There is no Plan B for Afghanistan
Tuesday, June 1, 2010 at 12:09AM
Thomas P.M. Barnett in Afghanistan, Citation Post, Obama Administration

Karen DeYoung piece in WAPO underscores the bum's rush mentality at work in the Obama administration:

The Obama administration's campaign to drive the Taliban out of Afghanistan's second-largest city is a go-for-broke move that even its authors are unsure will succeed.

The bet is that the Kandahar operation, backed by thousands of U.S. troops and billions of dollars, will break the mystique and morale of the insurgents, turn the tide of the war and validate the administration's Afghanistan strategy.

There is no Plan B.

The deadline for results is short: Administration officials anticipate that the operation will form the centerpiece of a major strategy assessment due in December and will justify the first withdrawals of U.S. troops from elsewhere in Afghanistan in July 2011. Although operations initiated last winter in southwestern Helmand province will continue, and new troop deployments are scheduled this year for northern and eastern Afghanistan, little else will matter if the news from Kandahar is not good.

The urgency and the difficulty of the task were illustrated Saturday when the Taliban launched an unprecedented rocket and ground attack against the Kandahar air field, NATO's largest installation in southern Afghanistan and the headquarters of the upcoming offensive.
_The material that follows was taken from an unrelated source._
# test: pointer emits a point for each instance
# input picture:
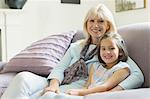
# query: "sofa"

Several coalition troops and civilian employees were wounded when rockets sailed over perimeter fortifications, but gunmen who tried to fire their way inside through a gate were unsuccessful, the U.S. military said.

Officials have described the offensive's blend of civilian and military operations as the first true test of the counterinsurgency doctrine adopted five years ago on the eve of the 2007 surge in Iraq, but since only imperfectly applied. As troops battle insurgent forces entrenched among the population on the outskirts of the city, the birthplace of the Taliban movement, U.S.-mentored Afghan police will establish a presence in the relatively secure center.

Scary to think this rush job is being described as the "first true test of the counterinsurgency doctrine."  Last time I checked, the doctrine didn't say, "Do a half-assed job for the first seven years and then cram a serious effort into a window of several months, making a do-or-die show of force in a single city."

We all hope it works, but this is not a seriously patient test of anything other than Obama's intense desire to quit the place amidst a good showing.  

There has been no significant regionalization of the solution set.  Instead, we get this showpiece showdown.

Tell me that doesn't strike you like magical thinking?  "If we can make it work in Kandahar, then the Afghans themselves will make it work throughout the rest of the country!"

I have a bad feeling. 

Even more so when I hear Obama saying his new national security strategy will create a new "international order" based on diplomacy and engagement.  An unimpressive showing in Afghanistan will render that vision DOA--no matter what pretty words are attached.